Man Gone Down by Michael Thomas. I was traveling in China and wept openly in public for a long time when I finished that book.

…I recommend over and over again:

So so many, but perhaps most of all The Evening of the Holiday and The Transit of Venus by Shirley Hazzard because not enough people have read her yet. She writes about place and love and heartbreak with beauty and wisdom.

…shaped my worldview:

Cammie McGovern’s Hard Landings. It’s both a deeply moving memoir about raising her son Ethan who is autistic, as well as an impeccably well-researched history of the treatment of the disabled in this country.

…currently sits on my nightstand:

Oh William! by Elizabeth Strout. I love it so much and do not want it to end. Strout is brilliant.

…I’d pass on to my kids:

I pass all the books I love onto my kids, who are young adults now. I think they’re most grateful for Gilead by Marilynne Robinson and A Visit from the Goon Squad by Jennifer Egan.

…I’d gift to a new graduate:

Beloved by Toni Morrison. It doesn’t get better than that.

…made me laugh out loud:

All of Dan Zevin’s books—I keep my husband up if I read them in bed.

…I’d like turned into a Netflix show:

Landslide by Susan Conley. It’s the story of a mother and her teenage boys in a fishing village in Maine after her husband has had a very serious accident on his deep-sea trawler. Vivid, moving, poignant—Kate Winslet would be perfect as Jillian.

…I first bought:

Every Judy Blume novel in the ’70’s as soon as they were published. I was obsessed.

…I last bought:

The Right to Sex by Amia Srinivasan. I sent it to my daughter but now I want a copy, too.

…has the best title:

Alice Munro’s Friend of My Youth. I would like to call every book Friend of My Youth.

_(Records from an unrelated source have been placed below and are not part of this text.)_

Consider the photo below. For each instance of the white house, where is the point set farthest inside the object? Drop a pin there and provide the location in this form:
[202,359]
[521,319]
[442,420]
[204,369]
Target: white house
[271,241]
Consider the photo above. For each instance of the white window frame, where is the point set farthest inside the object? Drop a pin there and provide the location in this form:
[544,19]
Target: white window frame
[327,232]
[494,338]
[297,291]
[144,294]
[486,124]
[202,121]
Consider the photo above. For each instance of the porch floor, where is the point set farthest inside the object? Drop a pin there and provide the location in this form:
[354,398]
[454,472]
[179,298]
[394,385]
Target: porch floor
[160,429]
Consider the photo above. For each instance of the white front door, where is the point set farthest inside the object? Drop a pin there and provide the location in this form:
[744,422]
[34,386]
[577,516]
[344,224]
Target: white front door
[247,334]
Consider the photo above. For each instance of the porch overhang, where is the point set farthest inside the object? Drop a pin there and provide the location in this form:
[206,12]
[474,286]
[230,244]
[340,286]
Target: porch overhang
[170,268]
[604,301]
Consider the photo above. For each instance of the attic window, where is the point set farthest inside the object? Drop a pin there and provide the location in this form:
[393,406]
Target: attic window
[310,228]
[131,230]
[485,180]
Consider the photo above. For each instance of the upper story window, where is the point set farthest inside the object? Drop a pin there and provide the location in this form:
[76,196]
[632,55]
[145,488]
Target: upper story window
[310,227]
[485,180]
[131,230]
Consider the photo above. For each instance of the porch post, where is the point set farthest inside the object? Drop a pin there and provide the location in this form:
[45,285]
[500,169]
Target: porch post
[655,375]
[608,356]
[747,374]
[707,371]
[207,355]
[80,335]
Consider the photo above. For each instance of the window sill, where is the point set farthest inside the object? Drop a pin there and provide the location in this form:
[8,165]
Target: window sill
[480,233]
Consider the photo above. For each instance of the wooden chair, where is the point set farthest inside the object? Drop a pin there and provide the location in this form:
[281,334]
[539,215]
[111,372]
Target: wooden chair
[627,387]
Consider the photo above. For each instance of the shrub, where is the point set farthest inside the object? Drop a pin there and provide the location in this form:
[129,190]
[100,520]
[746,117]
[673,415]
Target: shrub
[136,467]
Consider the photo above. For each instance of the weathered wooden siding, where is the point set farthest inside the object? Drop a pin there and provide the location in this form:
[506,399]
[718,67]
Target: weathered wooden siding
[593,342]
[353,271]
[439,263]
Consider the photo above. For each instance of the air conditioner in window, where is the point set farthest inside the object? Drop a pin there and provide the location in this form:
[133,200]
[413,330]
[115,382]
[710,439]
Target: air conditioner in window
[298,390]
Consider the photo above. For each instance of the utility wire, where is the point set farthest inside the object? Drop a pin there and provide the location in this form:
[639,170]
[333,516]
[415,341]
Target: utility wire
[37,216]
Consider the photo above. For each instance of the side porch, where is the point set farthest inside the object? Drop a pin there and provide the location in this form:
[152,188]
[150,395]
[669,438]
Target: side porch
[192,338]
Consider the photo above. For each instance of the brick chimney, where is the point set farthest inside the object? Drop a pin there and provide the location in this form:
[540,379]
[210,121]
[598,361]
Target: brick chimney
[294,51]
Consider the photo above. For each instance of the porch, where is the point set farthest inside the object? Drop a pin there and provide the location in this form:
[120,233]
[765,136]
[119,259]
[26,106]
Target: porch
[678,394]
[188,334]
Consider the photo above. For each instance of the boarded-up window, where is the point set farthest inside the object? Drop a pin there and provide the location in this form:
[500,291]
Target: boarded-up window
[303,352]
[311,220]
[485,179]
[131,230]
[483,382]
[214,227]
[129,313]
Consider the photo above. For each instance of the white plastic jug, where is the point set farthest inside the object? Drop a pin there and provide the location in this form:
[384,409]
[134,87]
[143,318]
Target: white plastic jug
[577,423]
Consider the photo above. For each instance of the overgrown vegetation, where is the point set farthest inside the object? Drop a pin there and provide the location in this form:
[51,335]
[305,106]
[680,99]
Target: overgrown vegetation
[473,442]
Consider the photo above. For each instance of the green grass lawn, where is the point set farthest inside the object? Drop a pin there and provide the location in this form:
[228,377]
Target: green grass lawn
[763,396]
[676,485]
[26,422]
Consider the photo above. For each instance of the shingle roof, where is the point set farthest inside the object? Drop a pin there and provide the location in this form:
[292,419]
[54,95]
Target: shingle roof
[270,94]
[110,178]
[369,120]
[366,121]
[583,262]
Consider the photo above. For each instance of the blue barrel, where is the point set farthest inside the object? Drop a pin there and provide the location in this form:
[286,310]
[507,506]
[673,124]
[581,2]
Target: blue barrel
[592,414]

…has the best opening line:

Sylvia Plath’s The Bell Jar: “It was a queer, sultry summer, the summer they electrocuted the Rosenbergs, and I didn’t know what I was doing in New York.” I remember reading that in ninth grade and I didn’t know who the Rosenbergs were yet, but I felt the power of that event, the way it riveted the book to a particular time, to a particular despair.

…I consider literary comfort food:

I Capture the Castle by Dodie Smith, Pride and Prejudice by Jane Austen, and Brother of the More Famous Jack by Barbara Trapido. For me literary comfort is really good writing with a lot of humor and great love story.

…I could only have discovered at Print:

A Bookstore, in Portland, Maine: Delicate Edible Birds by Lauren Groff, because Emily Russo, the owner, is so passionate about that book she has a tattoo of it on her arm.

…that holds the recipe to a favorite dish:

Jill’s Tenderloin and Roasted Tomatoes minus the tenderloin from Ann Hood’s Kitchen Yarns.

Bonus question: If I could live in any library or bookstore in the world, it would be:

A few months ago I had a virtual event through my Italian publisher at a bookstore in Tropea, Italy called Libreria il Pensiero Meridiano. I only saw pictures of it online but it is perfect and I would like to live just above it and visit a lot.